Low Wah Suey v. Backus, supra, 225 U. S. 472, 32 Sup. Ct. 737, 56 L. Ed. 1165.
The affidavits were inspected by counsel for petitioner, and the only objection or protest made to their admission was that the petitioner was not áfforded the opportunity to cross-examine the affiants; none was interposed on the ground that petitioner was not given the opportunity of answering them; nor was any request made for an extension of time in which to produce further testimony to refute the same. So the question rests on the propriety of admitting affidavits in evidence,
This kind of testimony, while not ordinarily competent for judicial inquiry in the sense of a trial in a court of justice, has nevertheless been resorted to before executive officers and boards of immigration inspectors for determining the right of aliens to remain in this country, and yet the aliens have been refused their liberty upon habeas corpus, where the inquiry appeared to be fair and impartial, and where the immigration officers had been guilty of no abuse of discretion reposed in them. Such a case was Healy v. Backus, Commissioner of Immigration, 221 Fed. 358, recently decided by this court. In that case many affidavits were taken and admitted, both for and against the petitioner, and a very wide range of inquiry was indulged in by which information was gathered by means of letters and reports, and yet the court was o E the view that the inquiry was fairly conducted toward the aliens whom Healy represented, and without abuse of discretion on the part of the immigration officers, and consequently refused to liberate them upon habeas corpus; there being pertinent testimony adduced from which the finding made could be reasonably inferred. To the same purpose are also the recently decided cases of White v. Gregory, 213 Fed. 768, 130 C. C. A. 282, in this court, and United States v. Uhl, 215 Fed. 573, 131 C. C. A. 641, in the Circuit Court, of Appeals for the Second Circuit.

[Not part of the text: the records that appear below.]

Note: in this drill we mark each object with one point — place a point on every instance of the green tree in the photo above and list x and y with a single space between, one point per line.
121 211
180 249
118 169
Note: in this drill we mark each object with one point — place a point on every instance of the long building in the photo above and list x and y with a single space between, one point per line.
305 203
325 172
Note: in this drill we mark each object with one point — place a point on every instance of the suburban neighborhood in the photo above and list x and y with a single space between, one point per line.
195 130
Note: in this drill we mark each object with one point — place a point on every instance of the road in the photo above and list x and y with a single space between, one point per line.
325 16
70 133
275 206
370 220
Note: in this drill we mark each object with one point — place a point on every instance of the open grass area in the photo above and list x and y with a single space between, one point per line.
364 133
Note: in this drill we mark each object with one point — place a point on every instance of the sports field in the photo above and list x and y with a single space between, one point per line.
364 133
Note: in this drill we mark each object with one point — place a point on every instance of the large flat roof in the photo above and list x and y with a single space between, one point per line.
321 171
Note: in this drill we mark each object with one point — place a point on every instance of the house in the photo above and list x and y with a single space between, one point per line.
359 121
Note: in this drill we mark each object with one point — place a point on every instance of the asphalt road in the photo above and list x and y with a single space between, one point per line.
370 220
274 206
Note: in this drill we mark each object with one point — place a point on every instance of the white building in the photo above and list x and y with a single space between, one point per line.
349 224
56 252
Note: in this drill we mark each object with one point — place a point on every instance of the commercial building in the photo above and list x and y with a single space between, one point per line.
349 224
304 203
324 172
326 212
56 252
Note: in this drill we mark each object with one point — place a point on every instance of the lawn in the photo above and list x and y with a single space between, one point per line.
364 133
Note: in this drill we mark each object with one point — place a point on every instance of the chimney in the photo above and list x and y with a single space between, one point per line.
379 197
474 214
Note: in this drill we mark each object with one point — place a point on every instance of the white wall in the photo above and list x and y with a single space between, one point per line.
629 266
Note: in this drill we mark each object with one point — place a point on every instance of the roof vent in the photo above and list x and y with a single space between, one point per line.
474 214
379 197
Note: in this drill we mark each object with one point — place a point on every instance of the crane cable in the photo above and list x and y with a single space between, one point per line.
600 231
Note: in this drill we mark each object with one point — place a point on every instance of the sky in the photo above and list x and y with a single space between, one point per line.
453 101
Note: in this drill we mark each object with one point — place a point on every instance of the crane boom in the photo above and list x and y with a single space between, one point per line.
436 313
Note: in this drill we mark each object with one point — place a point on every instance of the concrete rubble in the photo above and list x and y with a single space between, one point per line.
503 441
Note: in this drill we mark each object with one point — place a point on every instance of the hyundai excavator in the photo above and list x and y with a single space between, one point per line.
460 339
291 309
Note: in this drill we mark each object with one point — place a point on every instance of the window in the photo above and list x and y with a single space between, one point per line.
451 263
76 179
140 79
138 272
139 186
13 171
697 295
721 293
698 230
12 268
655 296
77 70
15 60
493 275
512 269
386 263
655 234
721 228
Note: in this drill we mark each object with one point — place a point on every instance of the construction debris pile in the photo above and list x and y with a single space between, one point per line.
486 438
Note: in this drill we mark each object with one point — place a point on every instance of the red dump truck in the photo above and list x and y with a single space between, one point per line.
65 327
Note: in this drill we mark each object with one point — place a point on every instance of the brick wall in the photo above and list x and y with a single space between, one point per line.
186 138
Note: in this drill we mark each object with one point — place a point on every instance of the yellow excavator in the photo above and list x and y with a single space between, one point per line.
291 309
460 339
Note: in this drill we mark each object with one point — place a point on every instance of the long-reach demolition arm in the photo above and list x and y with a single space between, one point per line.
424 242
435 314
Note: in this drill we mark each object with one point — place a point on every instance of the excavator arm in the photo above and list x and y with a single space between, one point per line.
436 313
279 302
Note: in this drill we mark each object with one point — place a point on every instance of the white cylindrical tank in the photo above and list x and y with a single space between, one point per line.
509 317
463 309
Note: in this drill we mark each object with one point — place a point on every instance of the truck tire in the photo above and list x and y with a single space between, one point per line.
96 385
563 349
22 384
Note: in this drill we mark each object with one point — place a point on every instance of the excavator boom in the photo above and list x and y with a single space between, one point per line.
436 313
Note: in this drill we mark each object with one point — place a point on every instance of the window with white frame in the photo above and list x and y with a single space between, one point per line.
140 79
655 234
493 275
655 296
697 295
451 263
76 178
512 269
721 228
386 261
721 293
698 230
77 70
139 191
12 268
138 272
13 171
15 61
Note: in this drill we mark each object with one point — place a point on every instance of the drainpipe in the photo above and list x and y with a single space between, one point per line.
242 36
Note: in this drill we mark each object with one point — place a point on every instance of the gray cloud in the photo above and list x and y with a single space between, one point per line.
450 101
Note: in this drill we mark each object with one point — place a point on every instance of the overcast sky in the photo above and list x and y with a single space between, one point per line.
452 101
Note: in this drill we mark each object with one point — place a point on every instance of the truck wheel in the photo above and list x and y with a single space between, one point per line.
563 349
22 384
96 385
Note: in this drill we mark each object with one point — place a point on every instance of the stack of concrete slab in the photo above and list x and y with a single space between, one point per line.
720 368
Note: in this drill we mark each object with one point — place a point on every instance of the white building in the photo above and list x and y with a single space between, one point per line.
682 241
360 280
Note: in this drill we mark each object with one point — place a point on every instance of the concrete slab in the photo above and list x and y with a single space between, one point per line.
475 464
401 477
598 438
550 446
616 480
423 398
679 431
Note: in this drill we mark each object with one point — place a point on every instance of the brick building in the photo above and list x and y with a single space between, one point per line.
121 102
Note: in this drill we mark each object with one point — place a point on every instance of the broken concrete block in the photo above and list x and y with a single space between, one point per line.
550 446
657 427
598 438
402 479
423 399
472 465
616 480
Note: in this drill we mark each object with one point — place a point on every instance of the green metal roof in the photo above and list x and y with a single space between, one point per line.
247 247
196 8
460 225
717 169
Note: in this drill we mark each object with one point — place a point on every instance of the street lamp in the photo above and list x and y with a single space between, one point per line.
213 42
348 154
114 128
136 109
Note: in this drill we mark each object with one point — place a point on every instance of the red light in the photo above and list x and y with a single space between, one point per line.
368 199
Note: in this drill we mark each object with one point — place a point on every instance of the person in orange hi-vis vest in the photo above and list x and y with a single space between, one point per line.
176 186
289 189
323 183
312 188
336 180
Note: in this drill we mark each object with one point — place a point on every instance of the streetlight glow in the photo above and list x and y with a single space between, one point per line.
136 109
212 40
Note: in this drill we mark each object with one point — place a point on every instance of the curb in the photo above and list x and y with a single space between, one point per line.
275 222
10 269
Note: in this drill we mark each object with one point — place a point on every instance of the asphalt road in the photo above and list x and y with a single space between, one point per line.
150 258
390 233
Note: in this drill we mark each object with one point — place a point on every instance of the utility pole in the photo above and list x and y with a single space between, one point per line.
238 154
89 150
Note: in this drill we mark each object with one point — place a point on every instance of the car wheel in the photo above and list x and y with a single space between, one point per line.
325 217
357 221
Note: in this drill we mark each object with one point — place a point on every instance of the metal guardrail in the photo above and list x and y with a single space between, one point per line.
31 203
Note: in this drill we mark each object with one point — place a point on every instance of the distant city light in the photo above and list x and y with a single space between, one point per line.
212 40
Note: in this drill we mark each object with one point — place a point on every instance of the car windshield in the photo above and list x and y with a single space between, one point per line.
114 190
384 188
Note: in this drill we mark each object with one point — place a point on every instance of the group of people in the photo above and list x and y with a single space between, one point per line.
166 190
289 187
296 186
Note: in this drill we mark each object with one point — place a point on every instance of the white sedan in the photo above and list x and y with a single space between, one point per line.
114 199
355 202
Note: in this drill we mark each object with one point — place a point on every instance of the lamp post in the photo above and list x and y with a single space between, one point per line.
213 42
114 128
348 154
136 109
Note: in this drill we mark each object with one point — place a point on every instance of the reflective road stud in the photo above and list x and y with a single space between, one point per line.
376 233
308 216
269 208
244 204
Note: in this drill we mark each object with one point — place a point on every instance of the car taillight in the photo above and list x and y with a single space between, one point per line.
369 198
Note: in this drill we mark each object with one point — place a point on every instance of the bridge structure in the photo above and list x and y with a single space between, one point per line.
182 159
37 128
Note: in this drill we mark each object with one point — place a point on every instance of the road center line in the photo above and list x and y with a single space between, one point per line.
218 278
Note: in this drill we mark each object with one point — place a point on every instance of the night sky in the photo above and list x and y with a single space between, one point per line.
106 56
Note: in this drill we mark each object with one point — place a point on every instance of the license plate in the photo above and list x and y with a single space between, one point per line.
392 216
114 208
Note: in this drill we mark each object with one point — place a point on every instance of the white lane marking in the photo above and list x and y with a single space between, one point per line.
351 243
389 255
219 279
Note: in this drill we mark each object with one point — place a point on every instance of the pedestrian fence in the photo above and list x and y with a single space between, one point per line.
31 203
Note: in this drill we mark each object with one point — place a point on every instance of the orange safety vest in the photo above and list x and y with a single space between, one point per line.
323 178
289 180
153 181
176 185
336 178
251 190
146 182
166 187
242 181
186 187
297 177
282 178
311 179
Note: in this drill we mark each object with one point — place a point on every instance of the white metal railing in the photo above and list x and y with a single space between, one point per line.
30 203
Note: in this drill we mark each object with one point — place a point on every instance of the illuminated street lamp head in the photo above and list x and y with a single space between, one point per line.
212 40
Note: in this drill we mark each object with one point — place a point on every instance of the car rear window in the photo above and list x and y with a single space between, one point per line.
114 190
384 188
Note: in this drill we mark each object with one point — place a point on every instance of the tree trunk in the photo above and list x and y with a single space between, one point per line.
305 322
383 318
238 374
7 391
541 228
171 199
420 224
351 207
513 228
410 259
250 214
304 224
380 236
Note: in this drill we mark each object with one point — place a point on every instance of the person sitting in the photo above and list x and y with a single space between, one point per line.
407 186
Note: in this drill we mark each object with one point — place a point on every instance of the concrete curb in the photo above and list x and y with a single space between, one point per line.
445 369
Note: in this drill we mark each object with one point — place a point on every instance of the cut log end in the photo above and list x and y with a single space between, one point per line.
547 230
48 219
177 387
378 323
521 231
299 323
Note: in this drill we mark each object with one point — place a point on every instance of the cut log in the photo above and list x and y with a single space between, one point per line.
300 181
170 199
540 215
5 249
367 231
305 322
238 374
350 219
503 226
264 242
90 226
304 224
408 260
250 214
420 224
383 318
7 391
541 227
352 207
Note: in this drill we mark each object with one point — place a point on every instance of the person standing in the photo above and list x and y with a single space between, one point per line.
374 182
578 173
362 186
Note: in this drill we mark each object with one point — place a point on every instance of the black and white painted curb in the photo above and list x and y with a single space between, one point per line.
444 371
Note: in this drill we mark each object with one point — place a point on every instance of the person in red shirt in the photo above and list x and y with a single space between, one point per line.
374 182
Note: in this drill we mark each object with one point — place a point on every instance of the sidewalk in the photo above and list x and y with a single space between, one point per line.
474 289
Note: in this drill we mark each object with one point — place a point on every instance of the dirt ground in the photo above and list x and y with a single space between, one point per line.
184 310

The language of the court in Low Wah Suey v. Backus, supra, 225 U. S. 468, 32 Sup. Ct. 735, 56 L. Ed. 1165, is pertinent for repetition here:
“In order to successfully attack by judicial proceedings the conclusions and orders made upon such hearings, it must be shown that the proceedings were manifestly unfair, that the action of the executive officers was such as to prevent a fair investigation, or that there was a manifest abuse of the discretion committed to them by the statute. In other cases the order of the executive officers, within the authority of the statute, is final.”
We are not convinced, from the petition and the record made a part thereof, that any unfairness or impartiality was practiced by the immigration officers in the conduct of petitioner’s examination touching her deportation, nor do we find that they were guilty of any abuse of discretion. The objections and protest insisted upon, therefore, are not well taken.-
Judgment of the District Court affirmed.